Hal itu disampaikan dia usai sidang lanjutan gugatan pemerintah terhadap Soeharto dan Yayasan Supersemar di Pengadilan Negeri Jakarta Selatan, Jl Ampera Raya, Jakarta Selatan, Selasa (18/12/2007).
Selain saksi fakta, lanjut Deni, pihaknya juga akan mengajukan saksi ahli dalam persidangan berikutnya pada 8 Januari 2008 mendatang. Yakni saksi ahli mengenai yayasan dan kebijakan pemerintah.
"Karena itu kebijakan pemerintah yang telah menyisihkan uang ke yayasan, kita mau tanyakan apakah dana yang sudah diserahkan bertahun-tahun itu bisa diminta kembali?" kata Deni.

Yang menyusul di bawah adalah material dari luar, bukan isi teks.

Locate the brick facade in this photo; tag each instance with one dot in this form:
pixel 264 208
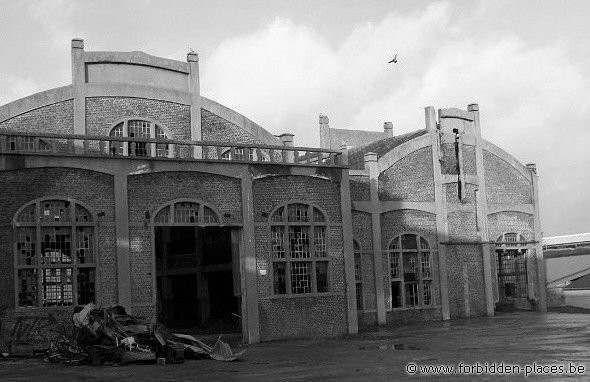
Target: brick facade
pixel 102 113
pixel 57 118
pixel 409 179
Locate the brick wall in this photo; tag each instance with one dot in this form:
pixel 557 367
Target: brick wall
pixel 360 188
pixel 471 255
pixel 103 112
pixel 299 316
pixel 91 188
pixel 56 118
pixel 504 184
pixel 148 192
pixel 215 128
pixel 410 179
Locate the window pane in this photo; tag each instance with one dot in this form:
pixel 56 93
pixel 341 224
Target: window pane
pixel 26 246
pixel 209 216
pixel 299 242
pixel 163 216
pixel 410 267
pixel 409 242
pixel 56 245
pixel 321 272
pixel 357 267
pixel 359 296
pixel 55 211
pixel 277 216
pixel 279 278
pixel 86 285
pixel 396 294
pixel 301 277
pixel 394 265
pixel 411 293
pixel 297 213
pixel 186 212
pixel 318 216
pixel 319 241
pixel 27 283
pixel 57 287
pixel 277 247
pixel 28 215
pixel 425 262
pixel 427 286
pixel 84 245
pixel 423 243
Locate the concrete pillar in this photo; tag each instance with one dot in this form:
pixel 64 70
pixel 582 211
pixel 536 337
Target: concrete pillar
pixel 347 247
pixel 79 86
pixel 388 129
pixel 541 276
pixel 482 211
pixel 372 166
pixel 325 132
pixel 194 88
pixel 250 317
pixel 441 211
pixel 122 234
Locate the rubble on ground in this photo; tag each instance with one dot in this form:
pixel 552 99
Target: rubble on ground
pixel 104 336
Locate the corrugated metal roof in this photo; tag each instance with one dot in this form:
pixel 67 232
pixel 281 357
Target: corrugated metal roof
pixel 567 239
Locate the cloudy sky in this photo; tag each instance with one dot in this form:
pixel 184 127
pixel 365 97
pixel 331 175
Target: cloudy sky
pixel 281 63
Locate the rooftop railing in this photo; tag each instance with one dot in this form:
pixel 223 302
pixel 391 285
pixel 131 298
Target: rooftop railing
pixel 12 142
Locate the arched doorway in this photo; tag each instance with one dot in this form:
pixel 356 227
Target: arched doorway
pixel 197 269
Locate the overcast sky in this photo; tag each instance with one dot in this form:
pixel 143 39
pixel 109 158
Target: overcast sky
pixel 281 63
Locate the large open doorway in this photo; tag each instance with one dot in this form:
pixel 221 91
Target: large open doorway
pixel 198 279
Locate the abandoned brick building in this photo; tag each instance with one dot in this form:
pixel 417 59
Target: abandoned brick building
pixel 128 187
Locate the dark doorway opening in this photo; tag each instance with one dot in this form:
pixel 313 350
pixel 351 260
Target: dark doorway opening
pixel 198 279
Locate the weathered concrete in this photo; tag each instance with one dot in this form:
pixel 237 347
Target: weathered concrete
pixel 514 338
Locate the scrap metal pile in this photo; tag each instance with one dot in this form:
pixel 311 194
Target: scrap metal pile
pixel 111 336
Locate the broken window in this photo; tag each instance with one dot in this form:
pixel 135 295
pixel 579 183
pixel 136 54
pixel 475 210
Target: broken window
pixel 410 272
pixel 299 250
pixel 54 245
pixel 134 128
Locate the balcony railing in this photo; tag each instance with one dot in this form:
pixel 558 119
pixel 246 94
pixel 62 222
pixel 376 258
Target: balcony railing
pixel 12 142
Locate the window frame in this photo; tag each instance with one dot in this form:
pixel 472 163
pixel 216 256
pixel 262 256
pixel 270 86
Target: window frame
pixel 151 148
pixel 421 279
pixel 38 225
pixel 288 260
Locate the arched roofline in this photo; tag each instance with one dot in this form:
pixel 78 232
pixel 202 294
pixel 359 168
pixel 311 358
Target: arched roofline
pixel 35 101
pixel 506 157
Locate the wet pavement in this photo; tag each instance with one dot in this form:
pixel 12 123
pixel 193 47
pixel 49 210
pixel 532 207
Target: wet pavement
pixel 530 340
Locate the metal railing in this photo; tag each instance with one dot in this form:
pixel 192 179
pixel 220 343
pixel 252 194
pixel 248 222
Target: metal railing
pixel 12 142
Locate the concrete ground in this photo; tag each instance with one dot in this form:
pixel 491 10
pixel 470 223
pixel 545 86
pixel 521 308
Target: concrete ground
pixel 522 338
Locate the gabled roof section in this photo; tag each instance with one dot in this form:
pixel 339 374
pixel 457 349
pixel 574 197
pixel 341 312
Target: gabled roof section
pixel 356 155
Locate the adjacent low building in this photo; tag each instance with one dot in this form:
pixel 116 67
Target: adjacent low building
pixel 129 187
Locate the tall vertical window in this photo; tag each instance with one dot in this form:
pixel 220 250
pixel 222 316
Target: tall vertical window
pixel 55 261
pixel 299 250
pixel 135 128
pixel 410 272
pixel 358 274
pixel 511 254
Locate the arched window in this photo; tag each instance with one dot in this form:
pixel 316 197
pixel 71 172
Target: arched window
pixel 358 275
pixel 511 253
pixel 135 128
pixel 410 271
pixel 299 250
pixel 55 260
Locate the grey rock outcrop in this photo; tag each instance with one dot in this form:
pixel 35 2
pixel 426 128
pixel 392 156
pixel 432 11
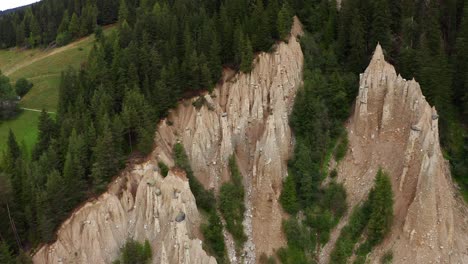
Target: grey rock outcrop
pixel 246 115
pixel 131 208
pixel 394 127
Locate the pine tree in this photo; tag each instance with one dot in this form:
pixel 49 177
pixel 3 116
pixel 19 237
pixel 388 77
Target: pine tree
pixel 20 34
pixel 460 73
pixel 6 256
pixel 106 163
pixel 380 27
pixel 260 31
pixel 247 56
pixel 123 11
pixel 74 170
pixel 12 154
pixel 285 20
pixel 74 26
pixel 288 196
pixel 381 205
pixel 46 127
pixel 35 32
pixel 357 53
pixel 65 22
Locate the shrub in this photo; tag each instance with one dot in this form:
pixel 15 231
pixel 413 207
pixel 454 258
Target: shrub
pixel 342 148
pixel 203 197
pixel 375 214
pixel 288 197
pixel 264 259
pixel 387 258
pixel 214 239
pixel 134 252
pixel 213 229
pixel 231 204
pixel 199 102
pixel 63 38
pixel 22 87
pixel 164 168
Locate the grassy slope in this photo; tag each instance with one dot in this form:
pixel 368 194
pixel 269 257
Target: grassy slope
pixel 24 127
pixel 43 69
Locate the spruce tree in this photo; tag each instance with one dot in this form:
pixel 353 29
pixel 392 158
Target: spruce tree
pixel 106 163
pixel 74 26
pixel 381 205
pixel 123 11
pixel 460 73
pixel 357 41
pixel 284 22
pixel 6 256
pixel 247 56
pixel 46 127
pixel 380 26
pixel 288 196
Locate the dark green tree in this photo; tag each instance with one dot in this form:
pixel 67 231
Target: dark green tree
pixel 74 26
pixel 380 26
pixel 285 19
pixel 288 196
pixel 381 205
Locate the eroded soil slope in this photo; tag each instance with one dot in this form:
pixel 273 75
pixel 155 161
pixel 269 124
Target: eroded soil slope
pixel 245 116
pixel 395 128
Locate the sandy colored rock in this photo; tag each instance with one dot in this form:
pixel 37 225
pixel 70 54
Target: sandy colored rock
pixel 395 128
pixel 141 205
pixel 248 116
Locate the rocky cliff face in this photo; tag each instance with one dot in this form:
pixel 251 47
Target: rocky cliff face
pixel 245 116
pixel 395 128
pixel 140 204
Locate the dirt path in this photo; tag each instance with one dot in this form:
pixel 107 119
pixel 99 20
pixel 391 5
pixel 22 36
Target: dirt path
pixel 325 251
pixel 41 57
pixel 35 110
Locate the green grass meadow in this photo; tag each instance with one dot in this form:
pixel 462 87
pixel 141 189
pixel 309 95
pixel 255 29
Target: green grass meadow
pixel 43 68
pixel 24 126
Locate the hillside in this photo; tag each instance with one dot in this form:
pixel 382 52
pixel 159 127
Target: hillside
pixel 235 131
pixel 393 127
pixel 246 117
pixel 43 68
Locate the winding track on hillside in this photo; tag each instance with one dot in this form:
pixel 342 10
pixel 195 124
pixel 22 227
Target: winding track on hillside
pixel 41 57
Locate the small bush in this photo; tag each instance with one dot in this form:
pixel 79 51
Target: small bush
pixel 135 253
pixel 342 148
pixel 213 229
pixel 264 259
pixel 387 258
pixel 63 38
pixel 231 204
pixel 22 87
pixel 164 169
pixel 375 216
pixel 288 197
pixel 214 239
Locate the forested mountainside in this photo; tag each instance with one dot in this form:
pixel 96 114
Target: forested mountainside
pixel 166 50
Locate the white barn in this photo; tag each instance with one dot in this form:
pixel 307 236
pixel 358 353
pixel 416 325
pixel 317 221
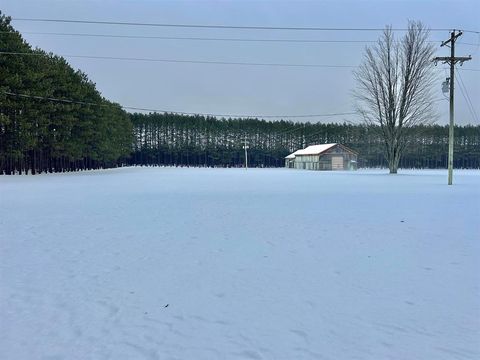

Menurut Deni, berapa jumlah saksi yang akan diajukan belum dipastikan. Namun mengenai dokumen, Deni mengaku sudah cukup. "Kita telah ajukan 29 bukti dokumen dan itu cukup bagi kami," pungkasnya.
Pemerintah melalui Jaksa Pengacara Negara (JPN) menggugat secara perdata Soeharto dan Yayasan Supersemar yang dipimpinnya sebesar US$ 420 juta dan Rp 185 miliar. Pemerintah juga menuntut tergugat membayar ganti rugi immateriil senilai Rp 10 triliun.
Yayasan Supersemar dianggap telah menyalahgunakan dana yang dikumpulkan dari sisa laba bersih bank-bank milik pemerintah. Dana yang seharusnya untuk mahasiswa dan pelajar yang kurang mampu, dialirkan ke perusahaan milik keluarga Soeharto dan kroninya.